Question

The maximum number of linearly independent eigenvectors of the matrix
\(\begin{pmatrix} 1 & 1 & 0 & 0 \\ 2 & 2 & 0 & 0 \\ 0 & 0 & 3 & 0 \\ 0 & 0 & 1 & 3 \\ \end{pmatrix}\)
is equal to _________.

Answer 1

Correct Answer: 3

To determine the maximum number of linearly independent eigenvectors of the given matrix, we need to find its eigenvalues and their respective multiplicities.
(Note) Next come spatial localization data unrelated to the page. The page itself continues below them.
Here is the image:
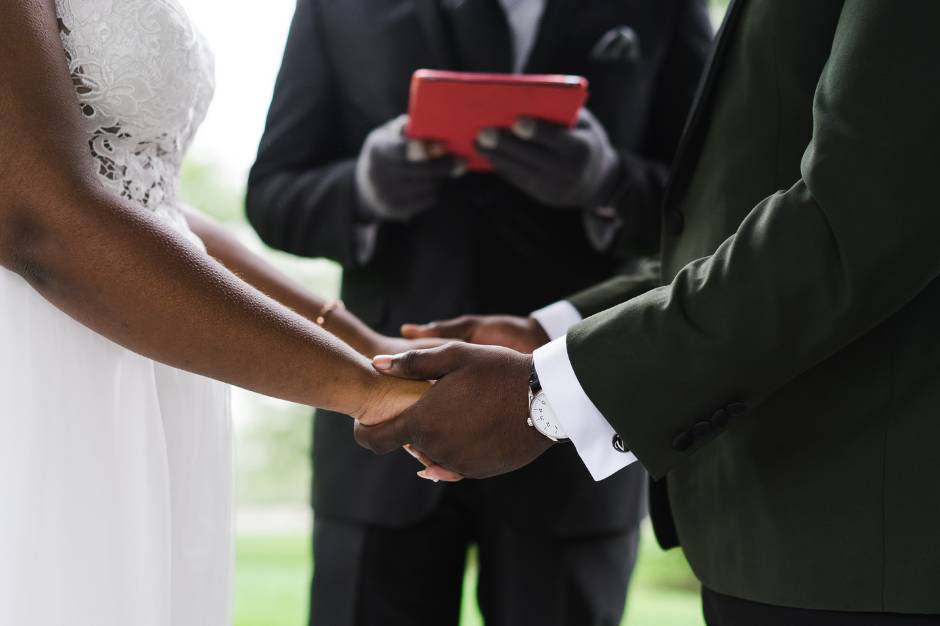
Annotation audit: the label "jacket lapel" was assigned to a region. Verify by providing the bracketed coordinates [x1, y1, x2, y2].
[662, 0, 745, 213]
[413, 0, 458, 70]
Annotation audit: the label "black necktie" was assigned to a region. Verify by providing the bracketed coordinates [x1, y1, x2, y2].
[442, 0, 514, 73]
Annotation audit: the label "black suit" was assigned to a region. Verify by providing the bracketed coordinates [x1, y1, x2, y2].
[247, 0, 711, 623]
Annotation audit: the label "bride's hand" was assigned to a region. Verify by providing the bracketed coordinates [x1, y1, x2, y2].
[354, 371, 461, 480]
[353, 371, 430, 427]
[404, 445, 463, 483]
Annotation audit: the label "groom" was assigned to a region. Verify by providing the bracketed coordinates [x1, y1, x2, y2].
[358, 1, 940, 625]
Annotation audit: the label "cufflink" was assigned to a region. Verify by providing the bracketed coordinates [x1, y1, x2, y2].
[612, 434, 628, 453]
[590, 26, 642, 63]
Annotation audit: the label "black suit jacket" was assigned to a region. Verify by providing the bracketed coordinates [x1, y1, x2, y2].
[247, 0, 712, 532]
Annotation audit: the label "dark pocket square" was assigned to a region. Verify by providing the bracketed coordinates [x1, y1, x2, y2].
[590, 26, 642, 63]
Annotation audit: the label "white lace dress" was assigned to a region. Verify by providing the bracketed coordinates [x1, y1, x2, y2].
[0, 1, 233, 624]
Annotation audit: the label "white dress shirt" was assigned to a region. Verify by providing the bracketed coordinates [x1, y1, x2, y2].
[531, 302, 638, 481]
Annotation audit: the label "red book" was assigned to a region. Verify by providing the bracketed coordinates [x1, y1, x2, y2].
[406, 69, 589, 172]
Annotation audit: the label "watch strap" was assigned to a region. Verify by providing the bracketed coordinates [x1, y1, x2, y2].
[528, 361, 542, 394]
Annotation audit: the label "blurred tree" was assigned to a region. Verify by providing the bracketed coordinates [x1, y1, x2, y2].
[180, 159, 244, 223]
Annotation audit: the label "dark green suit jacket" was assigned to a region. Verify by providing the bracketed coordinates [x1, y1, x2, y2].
[564, 0, 940, 614]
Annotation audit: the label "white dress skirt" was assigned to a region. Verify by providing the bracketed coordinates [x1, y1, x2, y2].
[0, 270, 233, 626]
[0, 0, 234, 624]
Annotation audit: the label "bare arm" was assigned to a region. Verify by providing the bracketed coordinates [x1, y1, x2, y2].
[0, 0, 424, 424]
[184, 208, 439, 357]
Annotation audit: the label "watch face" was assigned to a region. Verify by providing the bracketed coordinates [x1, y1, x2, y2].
[530, 391, 568, 441]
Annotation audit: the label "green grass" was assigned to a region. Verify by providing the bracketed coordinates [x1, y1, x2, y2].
[234, 534, 312, 626]
[234, 529, 705, 626]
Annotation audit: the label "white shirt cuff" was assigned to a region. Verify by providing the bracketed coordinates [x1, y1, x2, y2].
[531, 300, 583, 341]
[533, 336, 637, 481]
Consider the matrix:
\(\begin{pmatrix} 1 & 1 & 0 & 0 \\ 2 & 2 & 0 & 0 \\ 0 & 0 & 3 & 0 \\ 0 & 0 & 1 & 3 \\ \end{pmatrix}\).

The characteristic polynomial is computed as \(\det(A-\lambda I)\).
For the matrix, \(\lambda I = \begin{pmatrix} \lambda & 0 & 0 & 0 \\ 0 & \lambda & 0 & 0 \\ 0 & 0 & \lambda & 0 \\ 0 & 0 & 0 & \lambda \end{pmatrix}\),
so \(A - \lambda I = \begin{pmatrix} 1-\lambda & 1 & 0 & 0 \\ 2 & 2-\lambda & 0 & 0 \\ 0 & 0 & 3-\lambda & 0 \\ 0 & 0 & 1 & 3-\lambda \end{pmatrix}\).
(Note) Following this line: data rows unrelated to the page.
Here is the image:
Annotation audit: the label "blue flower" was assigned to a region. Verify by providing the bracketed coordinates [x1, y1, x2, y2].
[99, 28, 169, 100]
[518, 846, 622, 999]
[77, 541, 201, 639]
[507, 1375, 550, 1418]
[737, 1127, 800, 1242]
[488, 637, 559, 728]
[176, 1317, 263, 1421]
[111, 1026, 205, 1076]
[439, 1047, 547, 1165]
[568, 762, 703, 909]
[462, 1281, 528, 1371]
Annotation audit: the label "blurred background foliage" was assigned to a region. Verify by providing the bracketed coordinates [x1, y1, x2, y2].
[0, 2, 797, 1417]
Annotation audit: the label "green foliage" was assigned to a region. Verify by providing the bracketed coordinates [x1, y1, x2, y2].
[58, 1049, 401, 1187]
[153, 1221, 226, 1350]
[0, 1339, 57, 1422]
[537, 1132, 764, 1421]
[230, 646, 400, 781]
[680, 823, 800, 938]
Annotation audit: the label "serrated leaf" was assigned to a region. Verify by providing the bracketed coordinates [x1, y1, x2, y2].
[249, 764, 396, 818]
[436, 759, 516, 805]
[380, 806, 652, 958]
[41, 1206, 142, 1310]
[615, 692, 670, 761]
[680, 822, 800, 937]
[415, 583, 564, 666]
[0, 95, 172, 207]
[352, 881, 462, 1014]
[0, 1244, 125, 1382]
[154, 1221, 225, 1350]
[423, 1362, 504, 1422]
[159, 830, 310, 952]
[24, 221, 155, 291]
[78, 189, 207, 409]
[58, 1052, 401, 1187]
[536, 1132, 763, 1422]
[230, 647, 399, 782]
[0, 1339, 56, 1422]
Calculating the determinant, we get:
\(\det(A-\lambda I) = ((1-\lambda)(2-\lambda) - 2) \cdot ((3-\lambda)^2) = 0\).
Thus, \((\lambda^2 - 3\lambda) \cdot ((3-\lambda)^2) = 0\).
The roots (eigenvalues) are \(\lambda = 0\) with algebraic multiplicity 1 and \(\lambda = 3\) with algebraic multiplicity 3.
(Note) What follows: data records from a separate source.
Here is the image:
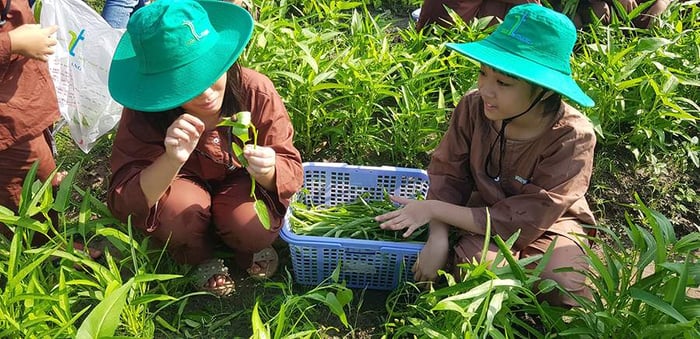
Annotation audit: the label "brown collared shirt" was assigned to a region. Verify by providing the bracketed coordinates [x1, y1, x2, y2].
[428, 90, 596, 250]
[108, 67, 303, 228]
[0, 0, 60, 151]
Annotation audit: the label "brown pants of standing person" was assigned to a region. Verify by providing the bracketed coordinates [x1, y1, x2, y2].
[0, 130, 58, 241]
[140, 174, 282, 270]
[557, 0, 670, 28]
[453, 232, 592, 307]
[416, 0, 541, 30]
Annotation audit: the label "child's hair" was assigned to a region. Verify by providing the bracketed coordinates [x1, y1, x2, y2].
[142, 64, 246, 133]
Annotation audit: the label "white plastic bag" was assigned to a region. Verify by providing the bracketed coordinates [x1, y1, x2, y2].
[37, 0, 124, 153]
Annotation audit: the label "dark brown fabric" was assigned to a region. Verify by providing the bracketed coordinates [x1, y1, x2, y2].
[0, 0, 60, 232]
[416, 0, 541, 30]
[107, 67, 303, 266]
[0, 0, 60, 152]
[0, 131, 57, 238]
[140, 175, 283, 266]
[427, 90, 596, 251]
[550, 0, 669, 28]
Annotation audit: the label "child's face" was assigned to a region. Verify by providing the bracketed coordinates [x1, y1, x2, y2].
[477, 65, 540, 121]
[181, 73, 228, 128]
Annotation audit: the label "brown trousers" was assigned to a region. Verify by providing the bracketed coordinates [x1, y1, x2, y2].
[451, 192, 592, 307]
[0, 130, 57, 239]
[453, 232, 591, 307]
[141, 174, 282, 269]
[416, 0, 541, 30]
[550, 0, 670, 28]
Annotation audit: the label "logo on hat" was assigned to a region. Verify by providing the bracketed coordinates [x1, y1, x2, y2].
[183, 20, 210, 42]
[500, 13, 532, 45]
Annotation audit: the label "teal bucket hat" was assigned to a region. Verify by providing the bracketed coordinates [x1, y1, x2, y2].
[108, 0, 254, 112]
[447, 4, 594, 107]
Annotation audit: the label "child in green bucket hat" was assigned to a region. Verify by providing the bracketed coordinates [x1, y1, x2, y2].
[106, 0, 303, 297]
[376, 4, 595, 307]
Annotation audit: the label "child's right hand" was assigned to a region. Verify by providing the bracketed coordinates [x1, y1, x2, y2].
[8, 24, 58, 61]
[164, 114, 205, 165]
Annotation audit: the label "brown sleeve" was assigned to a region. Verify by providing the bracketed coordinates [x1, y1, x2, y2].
[0, 1, 60, 151]
[243, 69, 303, 215]
[0, 32, 10, 78]
[472, 116, 596, 250]
[427, 93, 476, 206]
[107, 109, 166, 226]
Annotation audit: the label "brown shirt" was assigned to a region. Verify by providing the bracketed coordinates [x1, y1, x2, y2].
[428, 90, 596, 250]
[0, 0, 60, 151]
[108, 67, 303, 227]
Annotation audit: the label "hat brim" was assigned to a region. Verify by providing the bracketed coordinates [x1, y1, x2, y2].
[447, 41, 594, 107]
[108, 1, 253, 112]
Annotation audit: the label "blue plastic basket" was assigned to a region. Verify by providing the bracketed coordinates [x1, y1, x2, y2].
[280, 162, 430, 290]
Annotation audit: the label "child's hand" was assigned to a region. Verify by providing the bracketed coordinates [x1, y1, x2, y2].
[8, 24, 58, 61]
[413, 234, 449, 282]
[243, 144, 276, 180]
[164, 114, 205, 165]
[375, 196, 432, 238]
The geometric multiplicity is determined by finding nullity of \((A-\lambda I)\) for each eigenvalue.
For \(\lambda = 0\), we solve \(A - 0 \cdot I\), yielding a nullity of 1.
For \(\lambda = 3\), solve \(A - 3I\) with resulting:
\(\begin{pmatrix} -2 & 1 & 0 & 0 \\ 2 & -1 & 0 & 0 \\ 0 & 0 & 0 & 0 \\ 0 & 0 & 1 & 0 \end{pmatrix}\), giving nullity 2.

Thus, the maximum number of linearly independent eigenvectors is the sum of geometric multiplicities: \(1 + 2 = 3\).

This value lies within the given range [3,3]. Hence, the solution is consistent and correct: 3.